The bill sets up a ‘private right of action.’ if a foreign regulator attempts to force a US-based platform or user to moderate or remove content, the affected party can bring a civil lawsuit for damages (statutory damages, treble damages, or a share of revenue) and seek injunctive relief.
It also prohibits state co-operation, in states that adopt it, with foreign censorship enforcement, meaning local authorities couldn’t help foreign regulators apply their laws to US entities.
Its purpose it to shield US platforms from foreign speech laws. If passed at federal, or widely adopted at state level, it could protect US-based tech companies from legal pressure by foreign governments seeking to force them to comply with the foreign country’s content or ‘online safety’ laws. That means platforms might feel more confident hosting speech that would be legal in the US, even if disallowed overseas.
It would reduce external censorship pressure. Platforms or users would have a real deterrent against removal requests coming from abroad, because they’d face liability and potentially huge damages if they comply. That could limit over-broad moderation, especially on controversial or politically sensitive content that foreign regimes try to suppress.

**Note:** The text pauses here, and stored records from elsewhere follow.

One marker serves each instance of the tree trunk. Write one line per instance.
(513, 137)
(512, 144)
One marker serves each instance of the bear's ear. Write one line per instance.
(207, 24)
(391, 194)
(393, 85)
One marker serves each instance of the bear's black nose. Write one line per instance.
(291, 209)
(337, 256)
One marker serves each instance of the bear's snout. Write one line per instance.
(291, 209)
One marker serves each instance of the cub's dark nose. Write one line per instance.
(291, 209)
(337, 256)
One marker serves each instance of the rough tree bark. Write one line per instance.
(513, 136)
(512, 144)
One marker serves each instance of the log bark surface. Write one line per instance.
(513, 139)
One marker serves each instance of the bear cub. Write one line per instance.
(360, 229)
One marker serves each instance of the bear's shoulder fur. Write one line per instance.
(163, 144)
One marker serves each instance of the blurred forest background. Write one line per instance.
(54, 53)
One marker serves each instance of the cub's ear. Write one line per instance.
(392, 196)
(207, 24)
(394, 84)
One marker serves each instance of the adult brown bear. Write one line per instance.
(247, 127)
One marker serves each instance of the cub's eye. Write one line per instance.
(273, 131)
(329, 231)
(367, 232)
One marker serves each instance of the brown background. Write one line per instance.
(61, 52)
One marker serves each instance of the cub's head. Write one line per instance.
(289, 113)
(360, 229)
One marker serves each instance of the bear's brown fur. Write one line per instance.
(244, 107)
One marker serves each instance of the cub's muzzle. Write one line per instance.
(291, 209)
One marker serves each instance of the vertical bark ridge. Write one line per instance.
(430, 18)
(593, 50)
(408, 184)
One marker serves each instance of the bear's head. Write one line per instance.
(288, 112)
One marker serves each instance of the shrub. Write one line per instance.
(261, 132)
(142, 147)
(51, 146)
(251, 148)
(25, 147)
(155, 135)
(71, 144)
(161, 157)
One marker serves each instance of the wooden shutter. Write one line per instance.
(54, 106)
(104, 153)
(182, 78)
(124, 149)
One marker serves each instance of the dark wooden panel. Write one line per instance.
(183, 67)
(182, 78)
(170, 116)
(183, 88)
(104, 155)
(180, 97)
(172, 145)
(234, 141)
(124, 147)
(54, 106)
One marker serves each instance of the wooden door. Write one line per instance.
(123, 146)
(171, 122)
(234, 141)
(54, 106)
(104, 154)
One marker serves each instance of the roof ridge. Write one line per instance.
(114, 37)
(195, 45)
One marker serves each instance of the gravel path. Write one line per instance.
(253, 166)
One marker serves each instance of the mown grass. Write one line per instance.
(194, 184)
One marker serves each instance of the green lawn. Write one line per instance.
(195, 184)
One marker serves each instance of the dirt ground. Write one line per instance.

The aim is to protect user rights under US free speech norms. The Act reinforces the principle that US free-speech protections under the First Amendment should govern what happens on US servers, regardless of foreign laws. That may preserve a more permissive speech environment on US-hosted platforms.
If the GRANITE Act becomes law, it might make US-based platforms less vulnerable to foreign attempts to apply censorship standards, which many see as a win for free expression globally, or at least for Americans. The protections are primarily for US-based entities or users, so content hosted outside the US or by non-US companies might not benefit.
The GRANITE Act draws inspiration from prior US legislation like the SPEECH Act (2010), which was designed to prevent foreign libel judgments from being enforced in US courts, a narrower but related protection for free speech. The GRANITE Act goes beyond libel, targeting foreign censorship regimes broadly, including hate-speech, misinformation, ‘online safety,’ and other content-moderation rules.
The timing matters. With increasing pressure from regulators abroad (for example under the Online Safety Act in the UK, proponents of GRANITE see it as a vital counterbalance to preserve what they consider core free-speech values for U.S. tech platforms.
It doesn’t necessarily require platforms to allow all speech; it simply limits the ability of foreign governments to force takedowns under foreign laws. Moderation could still happen under US law, platform policy, or other pressures. It doesn’t override domestic US laws. Speech that is illegal under US law, such as criminal threats or defamation, would still be subject to removal or liability.
It doesn’t guarantee that platforms will side with users. Even if legally protected, platforms may weigh operational or reputational risk and decide to moderate anyway.
If enacted, the GRANITE Act would bolster free speech on US-based platforms by making it harder for foreign governments to impose their censorship rules on Americans. For platforms, users and content creators who publish or distribute speech that is legal in the US but disallowed elsewhere, it could offer stronger protection.
If passed, it will hugely discomfort OFCOM and the EU, who seem to think they can override US free speech rights under the first Amendment. Maybe it’s time they were brought to heel?